Zengezur Koridoru artık sadece bir ulaşım hattı değil, bölgesel güç mücadelesinin yeni ekseni. Washington’da düzenlenen tarihi zirvede Azerbaycan ve Ermenistan barış için el sıkışırken, koridorun işletme hakkının ABD’ye devri “Trump Rotası” adıyla resmileşti. Peki, Zengezur koridoru nedir? Zengezur koridorunun amacı nedir?
Zengezur Koridoru “Trump Rotası” oluyor, bölgesel dengeler değişiyor
Güney Kafkasya’da yıllardır çözülemeyen düğüm, Washington’da atılan imzalarla çözülmeye yaklaştı. ABD Başkanı Donald Trump’ın ev sahipliğinde Azerbaycan Cumhurbaşkanı İlham Aliyev ile Ermenistan Başbakanı Nikol Paşinyan, tarihi bir barış anlaşmasına paraf koydu.
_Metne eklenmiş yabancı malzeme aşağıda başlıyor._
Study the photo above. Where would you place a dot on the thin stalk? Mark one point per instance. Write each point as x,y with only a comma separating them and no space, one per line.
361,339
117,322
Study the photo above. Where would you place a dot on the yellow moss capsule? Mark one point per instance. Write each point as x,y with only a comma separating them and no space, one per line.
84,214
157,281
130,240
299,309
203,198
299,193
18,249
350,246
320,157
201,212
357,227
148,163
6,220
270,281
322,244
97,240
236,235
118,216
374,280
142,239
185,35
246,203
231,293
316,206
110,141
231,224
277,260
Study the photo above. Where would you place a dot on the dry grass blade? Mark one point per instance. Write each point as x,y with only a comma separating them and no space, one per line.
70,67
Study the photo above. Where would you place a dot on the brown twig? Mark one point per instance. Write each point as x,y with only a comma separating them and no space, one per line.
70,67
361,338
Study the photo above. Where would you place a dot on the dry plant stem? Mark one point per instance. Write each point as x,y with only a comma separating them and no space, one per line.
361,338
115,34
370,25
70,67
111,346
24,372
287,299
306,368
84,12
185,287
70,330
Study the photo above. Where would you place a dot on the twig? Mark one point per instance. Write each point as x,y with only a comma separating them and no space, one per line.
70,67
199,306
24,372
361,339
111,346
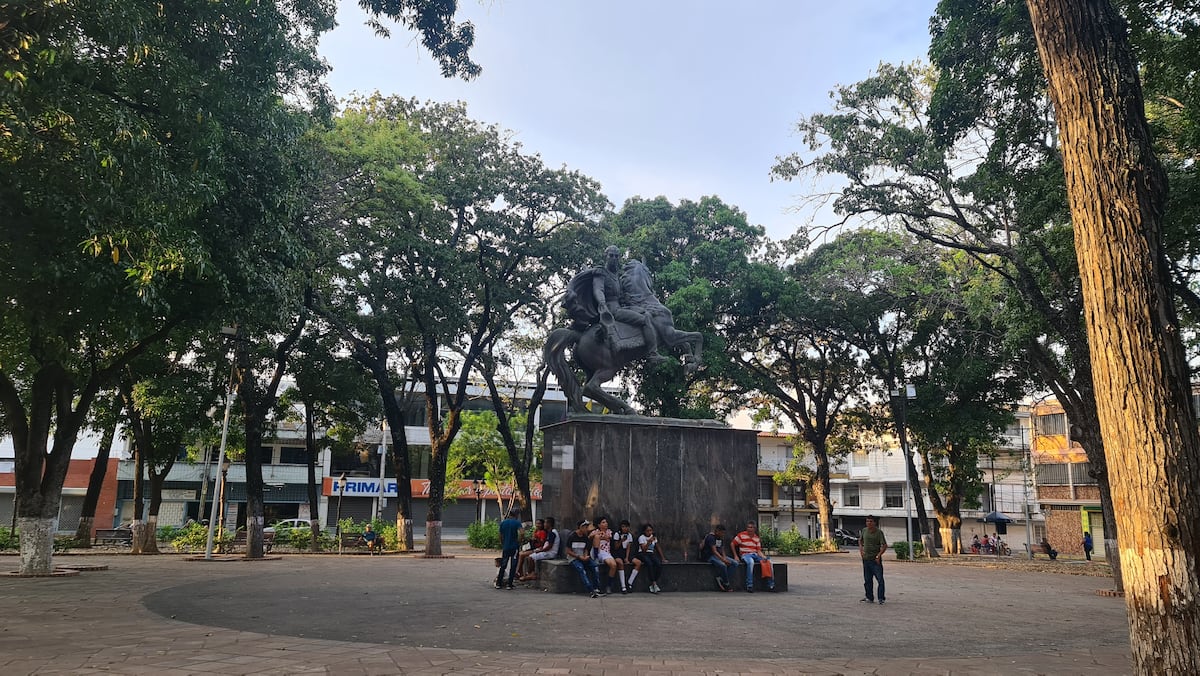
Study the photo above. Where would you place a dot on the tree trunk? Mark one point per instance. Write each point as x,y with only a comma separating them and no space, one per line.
400,459
1117,193
96,480
310,442
821,491
157,478
138,527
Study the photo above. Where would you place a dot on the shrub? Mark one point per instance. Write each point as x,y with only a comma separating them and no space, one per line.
901,549
769,538
484,536
168,533
298,538
195,537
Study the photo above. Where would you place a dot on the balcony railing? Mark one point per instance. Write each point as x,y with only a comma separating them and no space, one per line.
1065,474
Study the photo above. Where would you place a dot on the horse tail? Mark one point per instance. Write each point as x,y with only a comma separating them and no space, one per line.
555,354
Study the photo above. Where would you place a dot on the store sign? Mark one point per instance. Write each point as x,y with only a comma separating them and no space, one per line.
366,486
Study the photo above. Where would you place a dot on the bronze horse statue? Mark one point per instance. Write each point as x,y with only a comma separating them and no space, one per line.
603,357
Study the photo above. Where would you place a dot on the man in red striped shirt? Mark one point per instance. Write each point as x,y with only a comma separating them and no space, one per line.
748,546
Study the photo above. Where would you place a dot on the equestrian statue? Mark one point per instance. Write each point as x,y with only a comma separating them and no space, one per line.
616,319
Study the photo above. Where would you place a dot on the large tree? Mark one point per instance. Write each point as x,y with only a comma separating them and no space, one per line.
450,234
696,251
929,150
798,365
1117,192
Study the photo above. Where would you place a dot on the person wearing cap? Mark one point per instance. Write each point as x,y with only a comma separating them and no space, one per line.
510,544
579,552
871,545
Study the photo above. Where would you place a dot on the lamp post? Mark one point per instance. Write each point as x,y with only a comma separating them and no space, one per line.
479,502
1026,461
228,333
792,489
903,396
225,471
225,483
341,494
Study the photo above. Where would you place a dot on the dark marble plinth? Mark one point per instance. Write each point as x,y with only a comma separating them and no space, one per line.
682,476
556,575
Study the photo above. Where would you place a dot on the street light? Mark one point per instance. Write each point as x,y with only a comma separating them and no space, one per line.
225,465
479,503
901,398
341,494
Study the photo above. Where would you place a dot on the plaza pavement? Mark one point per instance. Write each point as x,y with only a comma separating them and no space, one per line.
327,614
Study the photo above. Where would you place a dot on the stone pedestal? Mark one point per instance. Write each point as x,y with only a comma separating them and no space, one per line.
682,476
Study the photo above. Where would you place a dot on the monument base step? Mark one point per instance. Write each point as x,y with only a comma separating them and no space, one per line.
558,576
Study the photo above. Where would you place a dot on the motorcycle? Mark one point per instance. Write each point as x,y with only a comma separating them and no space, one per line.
845,537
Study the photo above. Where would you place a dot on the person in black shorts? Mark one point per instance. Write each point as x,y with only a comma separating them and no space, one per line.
651,555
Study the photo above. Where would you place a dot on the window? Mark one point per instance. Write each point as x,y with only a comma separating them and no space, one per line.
265,454
293,455
798,490
552,412
1051,424
893,495
766,488
414,411
850,495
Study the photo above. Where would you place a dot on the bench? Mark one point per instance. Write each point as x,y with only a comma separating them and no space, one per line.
1032,549
239,540
557,575
354,540
114,536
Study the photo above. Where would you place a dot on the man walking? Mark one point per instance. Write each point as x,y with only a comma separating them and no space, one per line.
713,551
579,552
871,545
510,543
748,546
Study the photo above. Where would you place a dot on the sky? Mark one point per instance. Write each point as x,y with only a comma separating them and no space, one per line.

Trump, bu anı “Ermenistan, Azerbaycan, ABD ve tüm dünya için tarihi bir gün” sözleriyle duyurdu.
Zirvenin en dikkat çekici başlığı ise yıllardır tartışma konusu olan Zengezur Koridoru oldu. Reuters’ın aktardığına göre, koridor “Uluslararası Barış ve Refah için Trump Rotası” (TRIPP) adıyla ABD’nin münhasır işletme hakkına devredilecek. Ermeni yasaları çerçevesinde işletilecek olan hat, ABD tarafından özel konsorsiyumlara ihale edilebilecek.
Moskova ve Tahran’a “stratejik darbe”
Uluslararası Kriz Grubu Türkiye Direktörü Nigar Göksel, projenin Rusya ve İran için “ağır bir jeopolitik kayıp” anlamına geldiğini belirtiyor. Çünkü bu hat, İran ile Rusya arasındaki kara bağlantısında kritik bir rol oynuyor. ABD’nin kontrolü, Tahran açısından “etrafı çevrilme” hissini güçlendirecek ve İsrail’in bölgede istihbarat faaliyetleri yürütebileceği endişesini doğuracak.
Göksel’e göre Moskova ve Tahran, hibrit yöntemlerle bu hamleye yanıt verebilir. Bu da bölgesel istikrara yönelik yeni riskler yaratabilir.
Türkiye nasıl bakıyor?
Göksel, Ankara’nın bakış açısında iki kritik boyut olduğunu ifade ediyor:
Bölgesel sahiplenme ilkesi: Türkiye, bölgeden uzak bir ülkenin projeyi devralmasını kendi dış politika prensipleriyle uyumlu görmeyebilir.
Karşılaştırmalı tercih: Ankara, projenin Rusya kontrolünde olacağı bir senaryoya göre ABD’nin devrede olduğu modeli daha olumlu değerlendirebilir.
Dışişleri Bakanı Hakan Fidan’ın geçtiğimiz haftalarda yaptığı “Hegemon gelir raconunu keser” çıkışı doğrudan bu proje için olmasa da, ABD’nin Suriye Özel Temsilcisi Tom Barrack’ın “tarafsız yaklaşımı” vurgusu, Türkiye’nin sürece temkinli ama ilgiyle yaklaştığını gösteriyor.
Neden şimdi?
Göksel, hattın açılmasının “acil” olduğunu vurguluyor: İran’ın zayıf, Rusya’nın ise Ukrayna’ya yoğunlaşmış olduğu bu dönemde adım atmak, iki ülkenin ileride müdahil olma riskini minimize ediyor.
Aliyev’in süreçteki stratejisine dikkat çeken Göksel, “Azerbaycan lideri, Suriye’de de görünür hale gelerek Trump’ın ilgisini çekti. İsrail’le kurduğu ilişkileri de kullanarak Washington’un bölgeye odaklanmasını sağladı” değerlendirmesini yapıyor.